Searching the module catalogue with Funnelback

Nick Mullen
Tuesday 19 January 2021

We have recently revamped the University’s module catalogue to take advantage of a number of Funnelback features, delivering a more sophisticated search algorithm and returning higher quality results.

In this blog post, I am going to discuss the steps taken to set up the key search features used in the module catalogue. This article is aimed at people who have some experience using Funnelback v15.16. I don’t go in to great technical detail here but I have added in links to the relevant Funnelback documents so you can dig a bit deeper if required.

All the data used by the search comes from one XML data feed. The feed contains details of all the modules that the university offers. The search web pages are published by our TerminalFour (T4) content management system.

1 – Mapping the XML data

Before doing anything with the XML data in Funnelback, I first mapped out each data element to be used. This enables Funnelback to convert the XML feed into variables that can be accessed within the search process. I created a new ‘Module Catalogue’ web collection, pointing the collection at the XML data feed by setting the starting URL and updating the collection.

I then configured the XML processor to identify each XML item and mapped out each XML node using the Configure metadata mapping function.

Screen shot of Funnelbacks Meta mapping.
Each element within the XML is mapped using the mappings functionality.

2 – Right hand filter options

The module catalogue has a number of options to filter the search results.  I created new facets under the ‘Customise Faceted Navigation’ option, remembering to select publish on the Facet list. From the facet list you can define what meta data to use as a filter, control the type of selection such as checkbox or radio button, and set the display order.

Screen shot of Funnelbacks Facet list
Each navigation option is added to the facet list.

The numbers that appear to the right of the filters is the running total of results (if the given filter is applied). From early feedback, we found this could get a bit confusing for users, especially if multiple filters were applied for the same Meta type. Therefore, we have limited the user’s ability to apply multiple filters by using radio select buttons.

Screen shot of navigation facets.


3 – Collection configuration settings

Over the course of this development, I have tried a wide range of different setting combinations within the collection.cfg file.
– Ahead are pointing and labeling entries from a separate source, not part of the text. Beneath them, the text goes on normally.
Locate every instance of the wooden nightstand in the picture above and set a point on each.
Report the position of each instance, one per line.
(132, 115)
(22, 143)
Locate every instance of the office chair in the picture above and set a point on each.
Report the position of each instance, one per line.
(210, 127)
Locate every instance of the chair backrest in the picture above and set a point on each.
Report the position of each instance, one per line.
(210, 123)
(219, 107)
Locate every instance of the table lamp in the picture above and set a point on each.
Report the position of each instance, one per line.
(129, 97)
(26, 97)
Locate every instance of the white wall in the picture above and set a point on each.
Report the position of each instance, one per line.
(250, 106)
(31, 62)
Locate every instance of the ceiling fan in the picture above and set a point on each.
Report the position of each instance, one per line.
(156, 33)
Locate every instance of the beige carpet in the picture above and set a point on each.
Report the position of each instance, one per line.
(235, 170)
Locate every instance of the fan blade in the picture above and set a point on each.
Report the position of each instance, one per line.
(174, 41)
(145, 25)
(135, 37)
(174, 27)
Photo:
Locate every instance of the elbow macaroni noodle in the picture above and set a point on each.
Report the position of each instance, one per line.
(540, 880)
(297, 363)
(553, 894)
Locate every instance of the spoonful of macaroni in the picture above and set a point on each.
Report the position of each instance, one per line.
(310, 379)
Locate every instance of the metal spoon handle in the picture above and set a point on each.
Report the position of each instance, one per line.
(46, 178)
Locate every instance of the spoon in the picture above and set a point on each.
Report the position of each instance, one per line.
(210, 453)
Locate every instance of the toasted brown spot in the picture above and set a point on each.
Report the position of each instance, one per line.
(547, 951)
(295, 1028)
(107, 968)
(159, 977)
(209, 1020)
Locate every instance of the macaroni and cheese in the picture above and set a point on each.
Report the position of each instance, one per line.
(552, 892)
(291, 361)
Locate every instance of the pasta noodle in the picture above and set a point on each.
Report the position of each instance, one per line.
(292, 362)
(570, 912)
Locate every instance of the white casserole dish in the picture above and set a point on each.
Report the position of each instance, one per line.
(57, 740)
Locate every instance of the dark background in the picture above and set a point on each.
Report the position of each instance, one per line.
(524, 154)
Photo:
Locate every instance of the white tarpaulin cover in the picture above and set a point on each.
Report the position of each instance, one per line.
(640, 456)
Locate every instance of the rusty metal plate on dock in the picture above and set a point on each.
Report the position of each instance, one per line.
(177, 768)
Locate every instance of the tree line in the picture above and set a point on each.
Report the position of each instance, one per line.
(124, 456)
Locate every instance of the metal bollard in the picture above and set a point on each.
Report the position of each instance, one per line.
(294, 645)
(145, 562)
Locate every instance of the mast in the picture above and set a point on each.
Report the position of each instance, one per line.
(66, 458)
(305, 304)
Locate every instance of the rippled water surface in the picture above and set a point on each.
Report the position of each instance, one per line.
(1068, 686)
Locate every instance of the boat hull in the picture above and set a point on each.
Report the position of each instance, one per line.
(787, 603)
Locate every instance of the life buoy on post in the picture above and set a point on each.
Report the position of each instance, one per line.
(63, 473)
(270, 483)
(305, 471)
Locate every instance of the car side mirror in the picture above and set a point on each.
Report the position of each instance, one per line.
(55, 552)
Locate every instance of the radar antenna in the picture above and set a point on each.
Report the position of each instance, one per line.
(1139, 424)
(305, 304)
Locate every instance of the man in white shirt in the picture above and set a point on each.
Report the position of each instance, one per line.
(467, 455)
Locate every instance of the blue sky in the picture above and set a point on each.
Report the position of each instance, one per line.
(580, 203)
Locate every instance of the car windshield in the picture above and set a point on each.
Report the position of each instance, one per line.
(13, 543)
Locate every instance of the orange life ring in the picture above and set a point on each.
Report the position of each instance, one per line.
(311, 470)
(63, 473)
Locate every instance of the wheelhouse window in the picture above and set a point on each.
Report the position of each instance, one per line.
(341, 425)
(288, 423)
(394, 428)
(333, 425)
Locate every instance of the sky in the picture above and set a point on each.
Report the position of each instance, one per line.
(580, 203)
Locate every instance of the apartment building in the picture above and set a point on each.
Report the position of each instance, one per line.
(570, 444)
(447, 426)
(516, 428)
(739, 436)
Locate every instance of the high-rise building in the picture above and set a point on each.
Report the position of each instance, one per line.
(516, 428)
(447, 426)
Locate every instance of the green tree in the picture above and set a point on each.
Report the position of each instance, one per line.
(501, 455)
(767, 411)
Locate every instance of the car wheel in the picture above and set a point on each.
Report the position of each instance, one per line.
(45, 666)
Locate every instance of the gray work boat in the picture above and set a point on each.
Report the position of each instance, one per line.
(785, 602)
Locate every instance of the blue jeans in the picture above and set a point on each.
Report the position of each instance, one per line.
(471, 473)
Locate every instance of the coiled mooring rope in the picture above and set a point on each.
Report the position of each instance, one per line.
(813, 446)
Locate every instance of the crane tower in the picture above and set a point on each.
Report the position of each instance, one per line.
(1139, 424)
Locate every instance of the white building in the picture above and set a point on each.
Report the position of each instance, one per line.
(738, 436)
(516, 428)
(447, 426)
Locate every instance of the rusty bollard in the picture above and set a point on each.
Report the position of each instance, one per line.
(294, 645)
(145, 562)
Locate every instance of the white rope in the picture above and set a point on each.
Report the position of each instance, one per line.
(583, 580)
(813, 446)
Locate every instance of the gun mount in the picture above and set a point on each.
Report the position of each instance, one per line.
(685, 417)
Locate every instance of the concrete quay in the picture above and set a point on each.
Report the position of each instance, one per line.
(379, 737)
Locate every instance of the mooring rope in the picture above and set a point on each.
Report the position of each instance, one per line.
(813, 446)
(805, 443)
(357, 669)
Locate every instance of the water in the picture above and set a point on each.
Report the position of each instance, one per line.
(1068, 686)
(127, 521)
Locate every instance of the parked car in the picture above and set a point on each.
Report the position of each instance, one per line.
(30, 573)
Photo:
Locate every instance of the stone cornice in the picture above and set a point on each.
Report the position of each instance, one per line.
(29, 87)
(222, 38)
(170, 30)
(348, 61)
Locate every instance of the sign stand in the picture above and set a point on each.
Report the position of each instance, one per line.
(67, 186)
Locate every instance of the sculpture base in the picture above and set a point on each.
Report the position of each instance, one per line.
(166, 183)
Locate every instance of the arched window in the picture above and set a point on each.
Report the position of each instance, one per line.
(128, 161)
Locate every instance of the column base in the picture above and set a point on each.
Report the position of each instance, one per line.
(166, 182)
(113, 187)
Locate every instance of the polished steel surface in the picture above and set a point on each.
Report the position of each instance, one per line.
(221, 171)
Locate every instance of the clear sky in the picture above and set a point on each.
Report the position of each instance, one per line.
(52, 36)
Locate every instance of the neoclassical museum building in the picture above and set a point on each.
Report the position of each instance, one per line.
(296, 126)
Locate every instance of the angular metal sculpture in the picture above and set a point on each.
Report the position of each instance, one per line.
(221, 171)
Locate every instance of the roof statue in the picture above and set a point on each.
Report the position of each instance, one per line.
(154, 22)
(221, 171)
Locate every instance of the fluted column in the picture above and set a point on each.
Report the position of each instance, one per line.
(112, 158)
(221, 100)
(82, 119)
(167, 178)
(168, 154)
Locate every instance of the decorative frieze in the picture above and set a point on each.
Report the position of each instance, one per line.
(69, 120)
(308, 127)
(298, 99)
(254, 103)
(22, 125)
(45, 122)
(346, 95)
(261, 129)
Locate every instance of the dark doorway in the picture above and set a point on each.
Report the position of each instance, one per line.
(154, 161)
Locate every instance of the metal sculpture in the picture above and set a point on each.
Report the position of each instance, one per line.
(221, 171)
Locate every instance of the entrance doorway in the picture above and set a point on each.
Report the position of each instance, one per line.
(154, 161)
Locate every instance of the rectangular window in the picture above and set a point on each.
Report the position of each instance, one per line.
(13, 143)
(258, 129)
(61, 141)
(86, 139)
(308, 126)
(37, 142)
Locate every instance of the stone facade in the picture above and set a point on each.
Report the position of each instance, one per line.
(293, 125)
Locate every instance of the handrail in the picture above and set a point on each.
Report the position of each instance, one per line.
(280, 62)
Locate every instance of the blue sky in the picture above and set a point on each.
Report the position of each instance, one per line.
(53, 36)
Through a process of trial and error, I have settled on these options.

Option Description
auto-completion.auto-completion.triggers=
s.result.metaData["modulecode"]!,
s.result.metaData["title"]!
Will create auto completion triggers for module code and module title.
indexer_options=-mdsfml40000 –forcexml Increase the size of metadata fields to 40000 and process all documents as XML.
query_processor_options=
-sco=2[modulecode,title]
-wmeta.title=0.7
Use the custom meta fields module code and module title as part of the ranking algorithm.
Reduce the module title weighting so that it is lower than the module code (that has the default value of 1).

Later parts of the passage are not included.